Did you ever hear of the theory that a manager is only as good as how his department performs while he's away? Or that you should always hire people smarter than you? Sounds a little incongruous. If your department ran like a top in your absence and everyone around you was brilliant, you may think you'd appear replaceable. Exactly - but in a good way. While we tend to associate "replaceable" with being fired, we ignore the other possibility - that you are being replaced because you were promoted into a bigger job.
That's the fundamental theory behind succession planning - you groom someone to take your place so you can take your skills to another level. However worries about job security - and general insecurity - keeps many IT executives from pursuing a formal plan. It does, on first blush, appear that you're writing your own pink slip. However, when you're going on vacation you train people to cover for you; succession planning is simply a more permanent version.

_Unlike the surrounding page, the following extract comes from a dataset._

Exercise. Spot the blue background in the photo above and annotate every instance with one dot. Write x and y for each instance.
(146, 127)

Chris Moody, COO of global employment services firm Aquent, believes in succession planning so strongly he has added it to employees' to-do lists. He admits he has received push back from some folks, and to combat that, he offers two suggestions.
First, make sure your department shows it values employees who practice succession planning. Second, point out that employees who don't know who can handle their jobs are underperforming and are putting the company at risk.
Other tips for succession planning:
* Get the CEO's commitment. This won't work unless it is valued at the top and by senior managers.
* Succession planning is a process, not an event or destination. Make sure your staff understands that, and make it part of their jobs.
* Define all jobs and the skills needed to cover them.
* Promote teamwork. Let your staff know that they can't succeed alone.
* Get top performers involved in the succession planning process early. They can leave at any time; tell them you know they have a choice.